Ideas of last resort
Let’s assume that none of the above solutions are possible. There are a few processes that can be turned-off to improve performance, but they all have downsides, some severe.
- If redo logs are duplexed, deleting 1 of the duplexed sets will cut in half the amount of redo writes. However, this affects uptime and recoverability; if the one remaining log in a redo log group is lost, the database can’t be recovered.
- If there are scheduled statistics-gathering, auto-sql-tuning, or monitoring jobs, these can be turned off. However, this affects monitoring, sql execution plans, and the ongoing tuning of SQL statements.
- Backups can be de-scheduled; however, this can affect uptime and recoverability possibly leaving the database without a backup,
- If the database is in archived redo log mode (ARCHIVELOGMODE), turning that off can help. Of course, this means that the database isn’t recoverable any more to a given point in time.
- If the database is hitting a ‘number-of-processes’/’number-of-sessions’ limit, increasing the PROCESSES and/or SESSIONS parameters, and decreasing the buffer cache (or MEMORY_TARGET or SGA_TARGET) can sometimes help.

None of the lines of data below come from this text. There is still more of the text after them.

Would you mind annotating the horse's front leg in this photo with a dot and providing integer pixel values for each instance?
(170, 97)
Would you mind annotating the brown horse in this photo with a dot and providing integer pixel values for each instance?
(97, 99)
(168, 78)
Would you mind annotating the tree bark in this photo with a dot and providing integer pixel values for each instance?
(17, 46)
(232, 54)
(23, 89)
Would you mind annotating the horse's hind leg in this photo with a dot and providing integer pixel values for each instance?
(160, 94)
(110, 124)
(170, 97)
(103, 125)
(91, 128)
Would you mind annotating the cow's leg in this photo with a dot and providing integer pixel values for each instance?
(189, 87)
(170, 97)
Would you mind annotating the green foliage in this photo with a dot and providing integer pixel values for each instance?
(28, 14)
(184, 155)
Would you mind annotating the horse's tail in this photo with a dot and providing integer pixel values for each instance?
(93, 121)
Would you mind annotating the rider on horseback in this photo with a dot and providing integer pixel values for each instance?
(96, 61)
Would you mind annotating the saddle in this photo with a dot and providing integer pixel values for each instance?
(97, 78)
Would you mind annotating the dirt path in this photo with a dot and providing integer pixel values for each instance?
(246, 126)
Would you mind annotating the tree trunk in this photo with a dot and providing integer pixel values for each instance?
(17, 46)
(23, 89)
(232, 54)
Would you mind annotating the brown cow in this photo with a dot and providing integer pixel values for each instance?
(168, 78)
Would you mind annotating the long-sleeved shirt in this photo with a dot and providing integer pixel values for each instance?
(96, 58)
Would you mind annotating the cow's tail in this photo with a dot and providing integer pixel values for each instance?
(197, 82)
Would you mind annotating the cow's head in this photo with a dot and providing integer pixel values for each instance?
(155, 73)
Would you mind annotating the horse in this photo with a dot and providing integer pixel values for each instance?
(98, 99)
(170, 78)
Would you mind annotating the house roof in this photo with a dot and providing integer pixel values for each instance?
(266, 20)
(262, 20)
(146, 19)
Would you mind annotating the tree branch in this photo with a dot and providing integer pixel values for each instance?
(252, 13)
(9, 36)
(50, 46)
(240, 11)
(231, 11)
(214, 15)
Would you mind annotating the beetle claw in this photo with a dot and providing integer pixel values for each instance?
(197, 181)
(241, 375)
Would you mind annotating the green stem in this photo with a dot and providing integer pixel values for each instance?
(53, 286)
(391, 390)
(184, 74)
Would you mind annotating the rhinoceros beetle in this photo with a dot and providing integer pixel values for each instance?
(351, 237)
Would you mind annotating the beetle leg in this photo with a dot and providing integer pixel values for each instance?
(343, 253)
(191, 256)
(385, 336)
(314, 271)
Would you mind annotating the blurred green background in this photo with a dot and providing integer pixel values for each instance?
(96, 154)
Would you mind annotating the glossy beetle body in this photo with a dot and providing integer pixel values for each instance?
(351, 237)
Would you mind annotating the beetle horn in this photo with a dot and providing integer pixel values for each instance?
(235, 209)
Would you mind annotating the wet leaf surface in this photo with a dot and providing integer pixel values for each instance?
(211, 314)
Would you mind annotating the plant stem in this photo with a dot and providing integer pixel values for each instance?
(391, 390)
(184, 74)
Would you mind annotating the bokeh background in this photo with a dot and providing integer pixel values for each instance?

Given a service that may see peaks of activity, it’s important to be able to estimate how much activity will cause database failure and to take steps before it happens. It is not an easy thing to do – to really understand when a production-sized database will fall down, a production database (on the same production hardware) needs to be spun-up, and load testing code needs to be created carefully. If there is a hardware limitation (“No New Hardware!!”), then improving the efficiency of application code with regards to database usage is quite important, as is adding the ability of the application to gracefully throttle database usage.